Coaching

Coaching

The quickest way to improve your skydiving is to get coaching from a professional coach in your chosen discipline. This means understanding the core principles of flight, which include learning proper body position and balance, fall rate, forwards and backwards motion, side slides, and turns. It is never too early or too late to learn the principles through skydive coaching, even as soon as you receive your A license.

Everyone is excited when they start skydiving and will rush off to jump with people of similar skill levels. Your basic skills and the skills of the people you are jumping with may be pretty basic which may lead to frustrating experiences. It is not uncommon for new skydivers to zoom around the sky without much proximity to the people they are jumping with, so after repeated attempts and a jumps later, boredom and frustration can easily set in.

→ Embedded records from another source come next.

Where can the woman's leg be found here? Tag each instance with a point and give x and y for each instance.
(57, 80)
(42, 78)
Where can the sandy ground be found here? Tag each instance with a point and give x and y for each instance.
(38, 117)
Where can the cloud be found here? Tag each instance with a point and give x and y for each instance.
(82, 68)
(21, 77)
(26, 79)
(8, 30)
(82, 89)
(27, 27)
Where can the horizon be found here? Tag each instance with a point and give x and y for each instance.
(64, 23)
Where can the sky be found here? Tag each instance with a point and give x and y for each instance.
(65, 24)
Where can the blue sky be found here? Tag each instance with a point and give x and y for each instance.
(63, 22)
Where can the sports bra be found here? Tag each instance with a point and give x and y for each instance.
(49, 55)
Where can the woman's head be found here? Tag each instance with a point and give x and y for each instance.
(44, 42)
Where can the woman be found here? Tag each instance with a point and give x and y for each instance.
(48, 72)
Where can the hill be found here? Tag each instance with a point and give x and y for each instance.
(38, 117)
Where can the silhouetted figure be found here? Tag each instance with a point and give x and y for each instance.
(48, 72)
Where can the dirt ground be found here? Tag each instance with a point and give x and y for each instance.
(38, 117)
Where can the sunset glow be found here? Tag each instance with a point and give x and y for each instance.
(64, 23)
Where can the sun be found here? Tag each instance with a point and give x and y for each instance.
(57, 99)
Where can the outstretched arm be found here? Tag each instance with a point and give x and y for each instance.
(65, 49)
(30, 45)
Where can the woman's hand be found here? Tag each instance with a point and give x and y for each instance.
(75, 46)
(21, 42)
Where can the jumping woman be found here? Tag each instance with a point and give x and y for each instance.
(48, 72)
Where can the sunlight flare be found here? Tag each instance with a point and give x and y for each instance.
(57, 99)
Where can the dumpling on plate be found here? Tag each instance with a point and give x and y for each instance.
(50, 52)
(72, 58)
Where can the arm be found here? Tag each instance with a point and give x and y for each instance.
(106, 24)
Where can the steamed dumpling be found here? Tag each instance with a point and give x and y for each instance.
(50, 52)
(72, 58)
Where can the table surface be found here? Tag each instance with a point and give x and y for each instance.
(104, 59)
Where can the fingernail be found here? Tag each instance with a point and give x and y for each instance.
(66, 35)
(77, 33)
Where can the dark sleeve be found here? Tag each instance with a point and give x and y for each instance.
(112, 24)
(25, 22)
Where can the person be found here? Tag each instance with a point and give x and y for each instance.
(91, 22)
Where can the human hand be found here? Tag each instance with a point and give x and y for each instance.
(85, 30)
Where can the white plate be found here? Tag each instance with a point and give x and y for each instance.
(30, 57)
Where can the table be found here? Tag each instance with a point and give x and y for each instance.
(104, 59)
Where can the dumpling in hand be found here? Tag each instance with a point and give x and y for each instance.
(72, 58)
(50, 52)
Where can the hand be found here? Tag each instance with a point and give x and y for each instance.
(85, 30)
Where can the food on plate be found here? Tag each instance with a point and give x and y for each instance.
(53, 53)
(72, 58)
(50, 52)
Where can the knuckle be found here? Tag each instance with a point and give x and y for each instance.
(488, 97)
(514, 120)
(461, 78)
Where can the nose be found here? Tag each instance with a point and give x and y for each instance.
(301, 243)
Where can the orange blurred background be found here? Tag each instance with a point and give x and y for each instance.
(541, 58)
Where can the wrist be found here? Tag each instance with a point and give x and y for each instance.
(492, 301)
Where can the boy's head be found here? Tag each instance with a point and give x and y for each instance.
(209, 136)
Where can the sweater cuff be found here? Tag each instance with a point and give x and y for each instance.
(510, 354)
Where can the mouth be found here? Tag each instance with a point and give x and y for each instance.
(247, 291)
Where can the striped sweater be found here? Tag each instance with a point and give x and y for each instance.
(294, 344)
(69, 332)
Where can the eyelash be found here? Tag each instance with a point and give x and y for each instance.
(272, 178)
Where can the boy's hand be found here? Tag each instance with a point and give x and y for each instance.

Skydive Robertson Freeflying Dock

Skydive Robertson offers coaching for experienced skydivers in a variety of skydiving disciplines and to skydivers of all skill levels. Please take into consideration that certain skydiving disciplines require a skydiver to complete prerequisites; a qualified coach would be able to assist you with these pre-requisites.

Coaching Disciplines

Formation Skydiving

Skydive Robertson Coaching Formation Relative

Formation skydiving (FS), also known as relative work (RW), is the art of creating formations in freefall with multiple people gripping each others’ limbs or specially built grippers on their jumpsuits.  FS is always performed in a belly-to-earth position where skydivers cycle through a fixed number of formations as many times at they can before deploying their canopies.

Freefly Coaching

Skydive Robertson Coaching Freefly

Freeflying, sometimes referred to as Artistic Events (AE) is an expansion of skydiving involving freefalling in various vertical orientations, as opposed to the traditional belly-to-earth orientation. Freeflying extends into vertical flight where the flyer is in an upright position (falling feet first) or in an inverted position (falling head first). These positions increase freefall speeds and make new types of formations and routines possible.

Wingsuit Coaching

Skydive Robertson Coaching Wingsuit

Wingsuit flying is the sport of flying through the air using a special suit, called a wingsuit. Wingsuits add surface area to a skydiver with fabric between the legs and under the arms to create lift. A wingsuit flight ends with the parachute opening after flying a circuit around the landing zone. A wingsuit enables a skydiver to extend their freefall time from roughly 45 seconds on a normal skydive to around two minutes.